Амаль покачал головой.

– Это все-таки много, – не соглашался он.

Я сообразила, что мы ведь говорим о деньгах Амаля, а не о моих. Это он должен будет заплатить сразу, не имея гарантии, что мне удастся добраться до Америки и вернуть ему долг.

– Я буду пытаться снизить цену, – говорил он. – Сегодня у меня много работы. Если вам что-нибудь понадобится, звоните, пожалуйста, мне в бюро.

Мы с Махтаб провели целый день в напряжении, прижавшись друг к другу, разговаривая и молясь. Пару раз она взяла альбом для рисования, но не смогла сосредоточиться. Я ходила взад-вперед по вытертым персидским коврам, снова и снова анализируя свой поступок. Руководил ли мной эгоизм? Подвергала ли я риску жизнь моей девочки? Может быть, для нее лучше вырасти здесь со мной или без меня, чем вообще не вырасти?

Амаль пришел около полудня и сообщил, что окончательная цена нашей свободы двенадцать тысяч долларов.

Потом начал меня успокаивать:

– Эти люди не обидят вас, я обещаю. Это хорошие люди. Если бы они были опасны, я не послал бы вас с ними. Правда, я бы выбрал иной путь, но нам нужно действовать как можно быстрее.

Ночь с четверга на пятницу показалась мне бесконечно длинной. Диван был такой неудобный, что мы с Махтаб, разложив матрасы, перебрались на пол. Махтаб уснула, а я всю ночь не сомкнула глаз. Я понимала, что не смогу обрести покой, пока не довезу дочурку до Америки. Или я сделаю это, или погибну.

Ранним утром в пятницу приехал Амаль. Он снова принес еду: курицу, завернутую в газету, и редко встречающиеся в Иране кукурузные хлопья для Махтаб. В свертке были еще несколько альбомов для рисования, плед и манто для Махтаб, черная чадра для меня и пачечка жевательной резинки немецкого производства.

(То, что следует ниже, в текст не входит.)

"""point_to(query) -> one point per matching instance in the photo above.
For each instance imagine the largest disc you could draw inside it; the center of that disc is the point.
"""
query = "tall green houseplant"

– Днем и ночью я занимаюсь нашим планом, – сказал он. – Это нелегко и непросто, потому что большинство людей не имеет телефона.

– Когда мы выезжаем? – нетерпеливо спросила я.

– Еще не знаю, – признался он. – В связи с этим я хотел бы, чтобы вы снова позвонили мужу, но только не отсюда. Я вернусь позже и побуду с Махтаб, а вы сможете выйти и позвонить из автомата. Я напишу вам, что нужно ему сказать.

– Хорошо.

Мы с Махтаб верили Амалю безгранично. Она не согласилась бы остаться ни с кем другим, а сейчас лишь кивнула головой и улыбнулась, жуя жевательную резинку.

В полдень я покинула относительно безопасное укрытие в квартире Амаля и вышла на улицу Тегерана. Впервые за полтора года я была довольна, что могу спрятаться под чадрой. Ледяной ветер пронизывал насквозь, когда я брела к автомату. Вынув из сумки карточку с инструкцией, замерзшими руками я подняла трубку и набрала номер Муди. Ответил Маджид.

– Где ты? – спросил он. – Скажи, где вы? Проигнорировав этот вопрос, я спросила:

– Где Муди? Я хочу поговорить с ним.

– Муди нет дома. Он уехал в аэропорт.

– Когда вернется?

– Часа через три…

– Я как раз хочу поговорить с ним по этому вопросу.

– Он тоже хочет поговорить с тобой. Приезжай, прошу тебя.

– Хорошо, я завтра приеду с Махтаб и моим адвокатом, тогда и поговорим. Я не хочу, чтобы при этом кто-нибудь присутствовал. Передай ему, что я могу приехать между одиннадцатью и двенадцатью или между шестью и восемью. Мой адвокат может сопровождать меня только в эти часы, – солгала я.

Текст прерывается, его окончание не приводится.